You look at the fact that we're just beginning to see that chronic toxic stress creates global changes in the developing female brain as estrogen comes on board.
That we don't see in the same way in the male brain.
It doesn't mean boys aren't suffering. They are.
But it's a different process.
We've looked at the process of what happens in the male brain, in the face of stress, we know a lot about that.
This is new.
Kara: It's, I think, important enough to restate that it's only been since 2016, that there's even been this ask, like you said, and not a mandate to look at this in women.
I find, it's very saddening of course, but it's also, obviously hindsight's always 2020, but we've known about the increased predominance for instance of depression in the postpartum period.
The influence of those hormonal shifts and things going on in the woman's body, increasing our risk for certainly anxiety, depression, but also postpartum autoimmunity flaring up.
Especially currently, still not too far out from that window with an almost eight month old, that's pretty fresh in my mind.
Kara: Also thinking, clinically how I will many times see female patients who will say, "yeah, my symptoms started during around that puberty time," whether it is allergy or autoimmunity things where the immune system is going off kilter a little bit.
It's not surprising, but yet here we are just on, to use your word, thebrinkbrain of kind of seeing even just a little bit of, I think we're just hitting the tip of the iceberg is where I'm going with my mixed metaphors.
Donna: No. I believe me, ask my editor, I mix metaphors all the time.
It just it's a sign, usually, that we're excited about something and we're excited even though it's dreadful what's happening, but we're excited.
Because I think information is the only way to change.
Now, I wanna also counter that by saying, I really wish we didn't need to know this in order to wanna help girls.
That it would be enough to say girls are really struggling.
Their rates of depression and anxiety have doubled and tripled over the past several decades.
That's enough to know that they're suffering to just break out every possible new strategy antidote.
In the book, I have 15 antidotes and each of those has breakdown antidotes based on really amazing public health research and science.
But unfortunately, for us as a society, it isn't enough to know that people are suffering.
It just isn't enough.
So I come in with the facts and I hope that the facts, coupled with the narratives and the stories and the metaphor and the belief and the faith of the magic of words, I hope that it's enough.
That it makes us go, "I'm gonna get on what I can do about this."
Now, I am not waiting because these changes are happening in real time in girls right now.
And I'm sorry that we have to know this in order to want to double down on the fixes, but that seems to be how we're made as humans.
Kara: It's also so hard living within this context of time when like soundbites and the sexy headlines are what grab attention and our attention span is so short.
It really does, these topics that really require a lot of nuance and discussion, and really waiting into that murky, great area of the uncertainties in evolving science.

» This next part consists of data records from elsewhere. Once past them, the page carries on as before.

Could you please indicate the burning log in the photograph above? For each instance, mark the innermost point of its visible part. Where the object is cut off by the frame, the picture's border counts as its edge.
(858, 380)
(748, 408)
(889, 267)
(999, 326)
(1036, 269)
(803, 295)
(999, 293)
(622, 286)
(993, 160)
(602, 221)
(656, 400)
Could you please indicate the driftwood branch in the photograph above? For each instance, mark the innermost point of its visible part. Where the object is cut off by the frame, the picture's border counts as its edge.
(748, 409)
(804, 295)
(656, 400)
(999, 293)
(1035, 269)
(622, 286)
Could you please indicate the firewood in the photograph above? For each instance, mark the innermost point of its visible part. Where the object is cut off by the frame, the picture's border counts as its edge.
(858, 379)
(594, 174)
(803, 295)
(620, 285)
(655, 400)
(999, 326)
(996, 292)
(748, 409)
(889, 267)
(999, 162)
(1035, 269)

But I hold out hope too, we will we'll move the dial.
Donna: I do as well.
As my agent often says to me," Oh, it sounds like you have another idea that's so gnarly, no one else will touch it."
And I go, "Yeah, because if we don't, if we don't put these pieces together and I will say that all of this is done.
What I do, you asked me a little bit about what do I do, what I do is doesn't exist without the incredible researchers who I spend time with and drive insane but end up being friends with over time.
When we talk about all of this, it's also very much to the credit of people like Tracy Bale at university of Maryland, who's director of the program in epigenetics and development and she's just actually moved to Colorado this week to take on an entirely new, very cool thing there.
She did the research to show how when estrogen comes in, it ramps up this immune response in a way that is critical in the developing female brain.
Because the one thing, so this is gonna be like a circular answer so hold on people, I promise I'll close the loop.
So the one thing the brain is asking from the time it's born and it's chatting with the immune system 24 hours a day about its answers.
Am I safe or not safe?
All of that is stored in the brain experiences with caregivers, experiences with the world around us, the environment, the neighborhood, the daycare center, the school, where am I safe or not safe.
As a child's brain answers that question, if the answer is I'm not safe, whether it's because, a parent blows up or has a substance use problem, or untreated depression, or hasn't addressed their own trauma so they're not regulated.
That answer becomes repetitively, not all the time, but repeatedly, I'm not safe.
Then what begins to happen over time is the brain works a chess game on the computer.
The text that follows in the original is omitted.